A State Department position paper, drawn up in 1989 to oppose an effort by Sen. Mitch McConnell (R-KY) to authorize a counterdrug shoot-down policy for the U.S., made the following points:

The U.S. could not adopt such a policy without signalling [sic] its appropriateness for other nations, some that would be far less careful than the United States… Once such a practice begins, it will have dangerous and widespread consequences that could affect the safety of innocent U.S. citizens. As the world leader in civil aviation, the United States would have more to lose than any other country in the development of such a practice.

The Department of Justice expressed concern that the policy “would obviate many of the procedural safeguards fundamental to our system of criminal jurisprudence,” questioning whether “the taking of lives without due process of law would be held constitutional by the courts.” Aside from being illegal under domestic and international law, the policy undermines U.S. efforts to protect its own civil aircraft, subjects the U.S. to international criticism, and has now resulted in the deaths of U.S. citizens.

The Bush administration should reject the use of weapons against civil aircraft under any circumstances. Congress should approve legislation recently introduced by Rep. Collin Peterson (D-MN) that would ban the U.S. from providing information to help foreign countries in forcing or shooting down aircraft suspected of drug-related operations. The provision of real-time aerial tracking assistance should be suspended until Peru and Colombia abandon the policy.

Second, the U.S. should clarify its policy toward Colombia, and deal openly and honestly with the complexities of that country’s internal conflict. The GAO noted in 1999 that “the sharing of intelligence information with the Colombian military creates an operational and policy dilemma for U.S. officials in drawing a distinction between support for counternarcotics versus counterinsurgency activities.” If the U.S. intends to support the counterinsurgency operations of the Colombian army, then this should be openly acknowledged so that Congress and the public can debate the merits of U.S. involvement. To continue to provide guerrilla-related intelligence under the guise of counterdrug assistance only confuses the issue and mischaracterizes the essentially political nature of a decades-old armed conflict that has only recently crossed paths with the drug trade.

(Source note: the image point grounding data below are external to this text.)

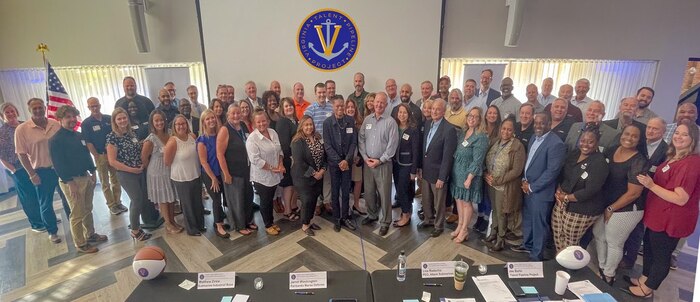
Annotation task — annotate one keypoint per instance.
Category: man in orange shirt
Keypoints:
(300, 104)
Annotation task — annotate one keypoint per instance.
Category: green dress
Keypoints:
(469, 158)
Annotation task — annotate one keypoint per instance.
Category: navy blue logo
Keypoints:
(328, 39)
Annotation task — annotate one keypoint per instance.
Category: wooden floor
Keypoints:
(34, 269)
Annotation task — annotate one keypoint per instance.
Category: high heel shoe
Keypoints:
(141, 236)
(643, 296)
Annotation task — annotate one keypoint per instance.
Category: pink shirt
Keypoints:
(32, 140)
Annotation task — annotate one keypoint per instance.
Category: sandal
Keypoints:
(644, 295)
(141, 235)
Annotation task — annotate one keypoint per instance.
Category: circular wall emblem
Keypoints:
(143, 272)
(328, 39)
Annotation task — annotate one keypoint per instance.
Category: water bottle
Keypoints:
(401, 268)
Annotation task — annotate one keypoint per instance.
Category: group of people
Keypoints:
(523, 173)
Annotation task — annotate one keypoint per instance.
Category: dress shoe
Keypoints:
(349, 224)
(383, 230)
(368, 220)
(452, 218)
(424, 224)
(519, 249)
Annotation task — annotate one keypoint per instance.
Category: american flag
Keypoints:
(57, 95)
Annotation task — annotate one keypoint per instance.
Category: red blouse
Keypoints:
(661, 215)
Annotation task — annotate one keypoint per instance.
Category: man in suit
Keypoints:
(594, 114)
(546, 154)
(655, 152)
(439, 144)
(485, 93)
(185, 109)
(625, 117)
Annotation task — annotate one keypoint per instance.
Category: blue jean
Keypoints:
(26, 194)
(536, 225)
(44, 193)
(340, 191)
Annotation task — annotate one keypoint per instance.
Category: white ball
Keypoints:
(573, 257)
(148, 269)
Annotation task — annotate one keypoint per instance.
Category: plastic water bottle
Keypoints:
(401, 268)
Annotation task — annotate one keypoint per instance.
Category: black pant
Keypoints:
(658, 249)
(340, 192)
(308, 195)
(267, 194)
(216, 197)
(190, 193)
(405, 187)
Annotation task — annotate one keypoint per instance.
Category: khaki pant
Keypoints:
(81, 224)
(108, 178)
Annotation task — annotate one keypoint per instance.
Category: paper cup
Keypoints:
(561, 282)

Finally, President Bush should order the immediate declassification of documents pertaining to Peruvian officials now under investigation for corruption, terrorism, and other human rights crimes. The declassification process would shed much-needed light on the history of the U.S. intelligence program in Peru, and also demonstrate how the U.S. might in the future avoid developing cooperative intelligence relationships with individuals likely to use that information in violation of international law or human rights. Noted one Peruvian congressman, “If U.S. intelligence did not know what was going on, it certainly should have. You can’t just offer that kind of assistance to a government like Fujimori’s and then take no responsibility for the consequences.”

Michael L. Evans is the director of the Colombia Documentation Project at the National Security Archive, a nongovernmental research organization located at George Washington University that works for the declassification of documents under the Freedom of Information Act. He is author of several National Security Archive Electronic Briefing Books. The views expressed here are his alone and do not reflect those of the National Security Archive.